We baby boomers have had reasons to be slightly arrogant. For a long time it seemed that the world was spinning beneath our feet. We were like the ballerina in a music box, twirling in front of a mirror that reflected only us. TV commercials, movies — even the introduction of fast food “restaurants” — were there to beguile our unsophisticated little minds into the mesmerizing world of consumerism. And it worked. We pleaded with our parents for Barbie dolls with unlimited wardrobes, and over-priced toys with a Disney hook. We were princesses and princes, surrounded by magic.
Pity our poor parents, trying to grant our every wish. They were still shell-shocked from the horrors of World War II. All they wanted was a happy home. They would have done anything to protect us and give us the peaceful lives that they did not have. Boy, were we spoiled!
Those of us born between 1946 and 1964 were golden children. According to the U.S. Census Bureau, the term “baby boomer” is used in a cultural context, as well as just a head count. Didn’t we know it! We had the power that comes with numbers. Our enormity alone meant that we created a lump in the population. Picture these figures as the bulge in a snake that has just swallowed a pig — slightly scary and impossible to ignore.
According to Baby-Boomer magazine, 4,000,000 babies were born in each of those years. That comes to about seven each minute, more than twice the pre-war statistics.
As much as we hate to admit it, the “boomers” are now old. Recent years have seen an average of 7,000 new Medicare beneficiaries each day; “a total of 2.5 million baby boomers who will swamp America’s senior’s health care insurance program. Seventy million individuals are estimated to become eligible for Medicare each year over the next 20 years, compared to 45.2 million in 2008.” (American Association for Retired Persons)
Most of us worked hard and paid federal taxes, state taxes and, most importantly, contributed into Medicare. We may have grumbled about the list of deductions on our pay stubs. Now, we hope to get some of that back in the form of health care.
But, hold on. Our fairy tale expectations for a happily-ever-after may not have the ending we expected — especially in Mississippi. Evidently, doctors in this state are not eager to see Medicare patients.
“Mississippi State University social science professor Ronald Cossman conducted the study of health care access in the Magnolia State. He and other researchers had people pose as patients and telephone for appointments. Among core primary care physicians, only 47 percent agreed to take new Medicaid patients. In contrast, new patients with private insurance got appointments three-fourths of the time, the study found. In the nation as a whole, more than two-thirds of doctors open their doors to new Medicaid patients.” (Clarion-Ledger, March 29).

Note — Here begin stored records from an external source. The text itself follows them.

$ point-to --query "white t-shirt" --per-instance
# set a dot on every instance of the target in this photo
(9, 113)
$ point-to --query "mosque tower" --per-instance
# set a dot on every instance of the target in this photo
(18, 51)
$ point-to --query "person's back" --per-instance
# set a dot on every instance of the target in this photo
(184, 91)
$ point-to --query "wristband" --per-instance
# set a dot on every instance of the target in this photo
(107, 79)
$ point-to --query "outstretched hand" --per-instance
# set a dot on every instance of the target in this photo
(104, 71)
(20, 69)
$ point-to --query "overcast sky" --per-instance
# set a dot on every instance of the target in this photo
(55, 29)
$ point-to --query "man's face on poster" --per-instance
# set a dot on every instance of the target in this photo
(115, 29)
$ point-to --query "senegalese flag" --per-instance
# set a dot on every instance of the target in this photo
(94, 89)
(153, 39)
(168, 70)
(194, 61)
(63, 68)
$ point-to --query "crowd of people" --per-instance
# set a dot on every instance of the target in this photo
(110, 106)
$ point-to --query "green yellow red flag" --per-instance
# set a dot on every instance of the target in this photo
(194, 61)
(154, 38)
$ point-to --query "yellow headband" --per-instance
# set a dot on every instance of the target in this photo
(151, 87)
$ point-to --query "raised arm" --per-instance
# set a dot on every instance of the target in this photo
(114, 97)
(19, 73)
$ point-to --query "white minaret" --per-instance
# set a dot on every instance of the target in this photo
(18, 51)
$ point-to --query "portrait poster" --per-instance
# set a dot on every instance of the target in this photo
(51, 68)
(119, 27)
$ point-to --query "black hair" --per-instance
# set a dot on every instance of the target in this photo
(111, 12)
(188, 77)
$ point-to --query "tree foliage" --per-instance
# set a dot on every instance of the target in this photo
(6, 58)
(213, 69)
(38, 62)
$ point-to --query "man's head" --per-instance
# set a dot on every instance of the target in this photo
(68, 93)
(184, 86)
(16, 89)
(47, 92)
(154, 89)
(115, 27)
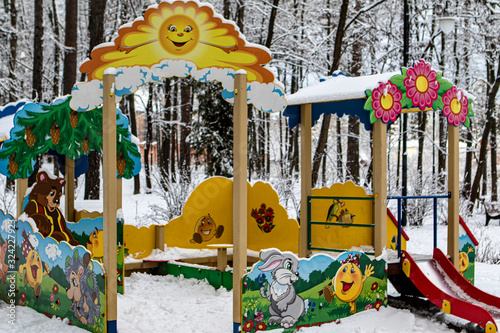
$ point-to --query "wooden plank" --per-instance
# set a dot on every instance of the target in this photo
(160, 237)
(240, 118)
(69, 189)
(454, 189)
(109, 196)
(21, 187)
(305, 174)
(140, 265)
(380, 185)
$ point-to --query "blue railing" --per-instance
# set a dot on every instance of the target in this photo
(400, 198)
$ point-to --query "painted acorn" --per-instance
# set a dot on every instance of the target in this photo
(73, 119)
(13, 166)
(120, 164)
(55, 133)
(30, 137)
(85, 146)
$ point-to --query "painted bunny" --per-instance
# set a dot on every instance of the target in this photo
(286, 306)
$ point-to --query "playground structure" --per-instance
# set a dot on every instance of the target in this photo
(221, 212)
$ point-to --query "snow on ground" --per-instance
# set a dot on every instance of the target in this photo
(174, 304)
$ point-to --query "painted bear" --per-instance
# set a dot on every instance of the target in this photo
(43, 208)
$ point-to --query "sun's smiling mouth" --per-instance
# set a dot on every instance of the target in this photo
(346, 286)
(178, 44)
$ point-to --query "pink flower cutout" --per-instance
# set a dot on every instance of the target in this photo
(421, 85)
(386, 101)
(456, 106)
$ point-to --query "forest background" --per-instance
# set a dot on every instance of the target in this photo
(189, 125)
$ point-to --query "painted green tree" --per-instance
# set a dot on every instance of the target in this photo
(41, 127)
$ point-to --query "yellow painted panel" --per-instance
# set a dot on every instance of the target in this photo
(392, 235)
(268, 221)
(341, 211)
(207, 217)
(139, 241)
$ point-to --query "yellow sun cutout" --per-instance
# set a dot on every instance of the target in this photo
(180, 30)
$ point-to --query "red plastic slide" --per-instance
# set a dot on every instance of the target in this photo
(442, 284)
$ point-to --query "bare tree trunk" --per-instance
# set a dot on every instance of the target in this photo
(185, 154)
(133, 126)
(164, 149)
(493, 159)
(422, 120)
(468, 165)
(340, 165)
(57, 50)
(272, 19)
(96, 34)
(149, 138)
(337, 52)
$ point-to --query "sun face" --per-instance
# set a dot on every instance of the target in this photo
(348, 282)
(179, 34)
(206, 228)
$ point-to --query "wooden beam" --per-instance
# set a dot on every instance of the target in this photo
(380, 185)
(240, 143)
(21, 187)
(454, 189)
(69, 189)
(305, 174)
(109, 196)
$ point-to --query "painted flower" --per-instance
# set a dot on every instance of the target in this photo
(421, 84)
(260, 326)
(247, 326)
(268, 217)
(386, 101)
(378, 304)
(456, 106)
(258, 316)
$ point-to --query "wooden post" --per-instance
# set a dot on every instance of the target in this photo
(305, 175)
(240, 144)
(21, 187)
(453, 188)
(380, 185)
(160, 237)
(69, 189)
(119, 193)
(109, 195)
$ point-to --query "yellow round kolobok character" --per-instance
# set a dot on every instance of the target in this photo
(348, 282)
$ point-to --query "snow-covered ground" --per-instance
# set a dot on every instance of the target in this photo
(170, 304)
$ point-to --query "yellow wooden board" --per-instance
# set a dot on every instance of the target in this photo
(346, 211)
(207, 218)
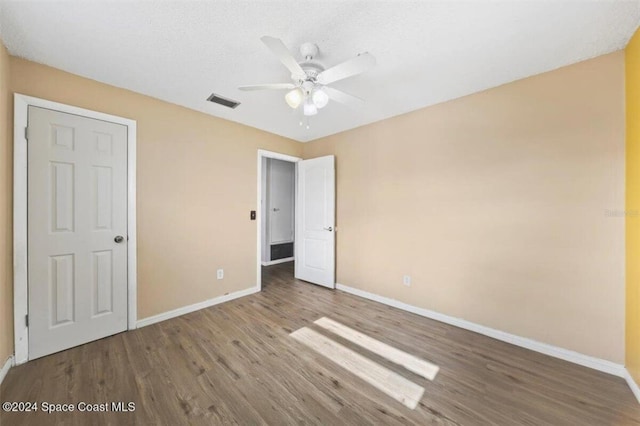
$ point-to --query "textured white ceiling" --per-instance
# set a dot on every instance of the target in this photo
(427, 51)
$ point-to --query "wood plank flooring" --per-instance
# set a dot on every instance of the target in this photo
(235, 363)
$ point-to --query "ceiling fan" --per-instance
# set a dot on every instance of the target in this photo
(310, 86)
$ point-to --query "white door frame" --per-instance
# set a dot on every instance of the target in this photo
(276, 155)
(20, 281)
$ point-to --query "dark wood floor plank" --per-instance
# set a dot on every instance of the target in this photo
(236, 364)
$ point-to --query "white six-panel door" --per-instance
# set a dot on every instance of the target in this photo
(77, 209)
(315, 221)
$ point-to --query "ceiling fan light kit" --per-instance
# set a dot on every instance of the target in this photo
(311, 79)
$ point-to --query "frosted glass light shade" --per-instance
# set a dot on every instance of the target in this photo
(320, 98)
(310, 108)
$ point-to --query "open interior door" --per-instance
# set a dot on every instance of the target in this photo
(315, 221)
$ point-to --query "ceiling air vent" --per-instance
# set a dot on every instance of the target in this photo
(217, 99)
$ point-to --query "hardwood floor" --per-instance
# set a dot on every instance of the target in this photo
(235, 363)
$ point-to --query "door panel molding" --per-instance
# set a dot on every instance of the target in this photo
(20, 266)
(315, 221)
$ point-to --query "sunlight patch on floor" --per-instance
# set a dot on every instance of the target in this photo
(383, 379)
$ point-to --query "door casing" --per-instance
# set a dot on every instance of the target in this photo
(20, 248)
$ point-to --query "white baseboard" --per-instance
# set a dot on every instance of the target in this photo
(554, 351)
(632, 384)
(275, 262)
(195, 307)
(5, 368)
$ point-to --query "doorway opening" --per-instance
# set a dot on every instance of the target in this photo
(276, 214)
(298, 223)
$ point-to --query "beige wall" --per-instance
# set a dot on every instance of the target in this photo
(495, 205)
(6, 206)
(196, 185)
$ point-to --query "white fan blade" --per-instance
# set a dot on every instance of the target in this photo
(280, 50)
(346, 69)
(274, 86)
(342, 97)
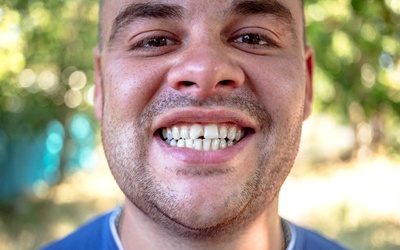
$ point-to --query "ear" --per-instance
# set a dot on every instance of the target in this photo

The doctors have a legitimate gripe. Dr. Aaron Shirley, chairman of the Jackson Medical Mall, said what also makes some Mississippi doctors reluctant to take on new Medicaid patients is the government’s reimbursement rate, which he called ” … terribly low. Sometimes it’s less than cost.”
A routine visit to a primary care physician might run $110 for the average patient, he said. “Medicaid reimbursement for that same visit would be more like $70 or $75” (Clarion Ledger).

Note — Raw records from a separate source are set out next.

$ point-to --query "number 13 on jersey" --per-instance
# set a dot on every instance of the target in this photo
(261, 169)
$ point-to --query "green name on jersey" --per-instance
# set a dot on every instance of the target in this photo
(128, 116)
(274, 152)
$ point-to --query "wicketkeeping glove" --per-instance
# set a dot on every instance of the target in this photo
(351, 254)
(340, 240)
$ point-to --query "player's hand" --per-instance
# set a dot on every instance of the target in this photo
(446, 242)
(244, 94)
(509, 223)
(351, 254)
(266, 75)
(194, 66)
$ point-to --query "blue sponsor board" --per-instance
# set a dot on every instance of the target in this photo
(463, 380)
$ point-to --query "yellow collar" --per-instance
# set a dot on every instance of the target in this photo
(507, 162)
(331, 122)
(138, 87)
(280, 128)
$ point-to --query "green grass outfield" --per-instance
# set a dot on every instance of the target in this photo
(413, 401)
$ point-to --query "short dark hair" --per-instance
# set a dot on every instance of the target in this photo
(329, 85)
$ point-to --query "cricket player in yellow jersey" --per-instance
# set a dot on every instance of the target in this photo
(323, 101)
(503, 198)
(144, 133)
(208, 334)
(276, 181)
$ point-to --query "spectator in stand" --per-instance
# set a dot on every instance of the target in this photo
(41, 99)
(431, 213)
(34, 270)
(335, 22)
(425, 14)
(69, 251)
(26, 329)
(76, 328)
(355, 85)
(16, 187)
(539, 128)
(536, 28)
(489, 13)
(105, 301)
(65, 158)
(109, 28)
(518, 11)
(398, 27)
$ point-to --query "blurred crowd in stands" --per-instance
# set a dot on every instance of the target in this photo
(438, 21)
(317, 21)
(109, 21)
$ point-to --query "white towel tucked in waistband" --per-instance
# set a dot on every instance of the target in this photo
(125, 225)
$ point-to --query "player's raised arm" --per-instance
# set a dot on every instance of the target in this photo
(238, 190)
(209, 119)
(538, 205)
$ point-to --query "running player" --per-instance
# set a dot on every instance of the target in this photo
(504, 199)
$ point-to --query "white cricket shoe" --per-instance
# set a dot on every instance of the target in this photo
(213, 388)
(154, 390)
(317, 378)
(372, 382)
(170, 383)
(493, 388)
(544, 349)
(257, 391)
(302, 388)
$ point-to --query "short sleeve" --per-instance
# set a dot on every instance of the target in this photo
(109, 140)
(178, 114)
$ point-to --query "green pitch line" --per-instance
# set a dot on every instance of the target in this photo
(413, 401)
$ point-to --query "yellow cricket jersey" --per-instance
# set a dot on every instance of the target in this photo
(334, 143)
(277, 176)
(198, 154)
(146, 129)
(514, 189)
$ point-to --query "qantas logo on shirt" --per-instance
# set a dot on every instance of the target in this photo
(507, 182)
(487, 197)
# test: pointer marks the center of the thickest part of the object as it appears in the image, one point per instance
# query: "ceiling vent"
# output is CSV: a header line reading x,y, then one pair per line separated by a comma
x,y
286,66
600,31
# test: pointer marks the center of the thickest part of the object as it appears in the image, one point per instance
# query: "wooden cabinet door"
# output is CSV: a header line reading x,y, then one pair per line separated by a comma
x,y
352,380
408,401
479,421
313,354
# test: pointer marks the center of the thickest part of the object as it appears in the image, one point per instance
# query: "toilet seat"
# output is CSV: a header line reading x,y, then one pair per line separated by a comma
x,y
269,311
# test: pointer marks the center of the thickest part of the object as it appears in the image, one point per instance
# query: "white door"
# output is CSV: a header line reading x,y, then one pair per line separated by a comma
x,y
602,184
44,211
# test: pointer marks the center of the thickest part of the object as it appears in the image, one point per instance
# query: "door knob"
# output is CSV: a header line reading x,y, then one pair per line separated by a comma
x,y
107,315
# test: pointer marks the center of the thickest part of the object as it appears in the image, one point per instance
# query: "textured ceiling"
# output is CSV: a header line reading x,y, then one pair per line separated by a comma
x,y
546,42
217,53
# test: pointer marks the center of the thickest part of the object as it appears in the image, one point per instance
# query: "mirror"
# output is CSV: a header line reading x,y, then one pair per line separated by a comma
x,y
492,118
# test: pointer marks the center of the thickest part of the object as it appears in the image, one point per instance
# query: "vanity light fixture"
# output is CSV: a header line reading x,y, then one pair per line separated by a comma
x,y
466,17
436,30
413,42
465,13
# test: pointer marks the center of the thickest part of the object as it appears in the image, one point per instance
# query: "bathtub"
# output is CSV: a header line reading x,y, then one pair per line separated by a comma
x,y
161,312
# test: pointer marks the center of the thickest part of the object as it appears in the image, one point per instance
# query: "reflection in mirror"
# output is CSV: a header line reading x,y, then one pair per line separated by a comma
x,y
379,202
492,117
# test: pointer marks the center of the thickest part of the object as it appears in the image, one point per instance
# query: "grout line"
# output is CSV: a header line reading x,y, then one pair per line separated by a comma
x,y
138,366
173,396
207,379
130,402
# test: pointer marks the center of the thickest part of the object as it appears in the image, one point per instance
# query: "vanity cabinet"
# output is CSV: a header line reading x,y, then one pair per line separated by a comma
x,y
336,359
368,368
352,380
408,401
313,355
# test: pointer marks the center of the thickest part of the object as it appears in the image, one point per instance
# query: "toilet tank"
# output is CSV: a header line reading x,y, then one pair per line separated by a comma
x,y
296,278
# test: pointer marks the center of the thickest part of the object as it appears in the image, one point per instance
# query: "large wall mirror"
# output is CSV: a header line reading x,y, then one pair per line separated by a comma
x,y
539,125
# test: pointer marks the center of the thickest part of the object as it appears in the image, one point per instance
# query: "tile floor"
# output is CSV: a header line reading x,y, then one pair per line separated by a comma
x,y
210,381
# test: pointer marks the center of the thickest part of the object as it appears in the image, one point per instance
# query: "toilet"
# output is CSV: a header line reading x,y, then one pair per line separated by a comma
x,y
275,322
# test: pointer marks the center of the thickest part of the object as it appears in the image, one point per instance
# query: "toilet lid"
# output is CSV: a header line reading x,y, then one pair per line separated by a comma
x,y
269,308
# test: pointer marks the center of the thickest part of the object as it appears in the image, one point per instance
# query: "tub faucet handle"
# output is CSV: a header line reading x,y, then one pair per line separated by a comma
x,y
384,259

Hippocrates wrote that famous oath about 400 years BC. In it, he makes a lot of vows to Apollo, Hygieia and some other residents of Mount Olympus. He talks about “regimens for the good of my patients,” and “keeping myself far from all intentional ill-doing.” There are no footnotes about helping only those who can pay.
I suppose we can’t blame contemporary doctors. After all, they have expenses. But, it begs the question, why doesn’t Medicare pay the going rates for treatment? Certainly, we have the funds.
The war in Iraq cost $720 million a day, or $500,000 a minute (Washington Post). Just think what could be done with all that money. Health care is just the tip of a ginormuos iceberg.
Baby Boomers are watching our pennies these days. It might be difficult for us to grasp immense waste by our government. But, dear politicians, do try to explain it to us. Remember, we love fairy tales, and are expecting our happy ending.
Adele Elliott, a New Orleans native, moved to Columbus after Hurricane Katrina.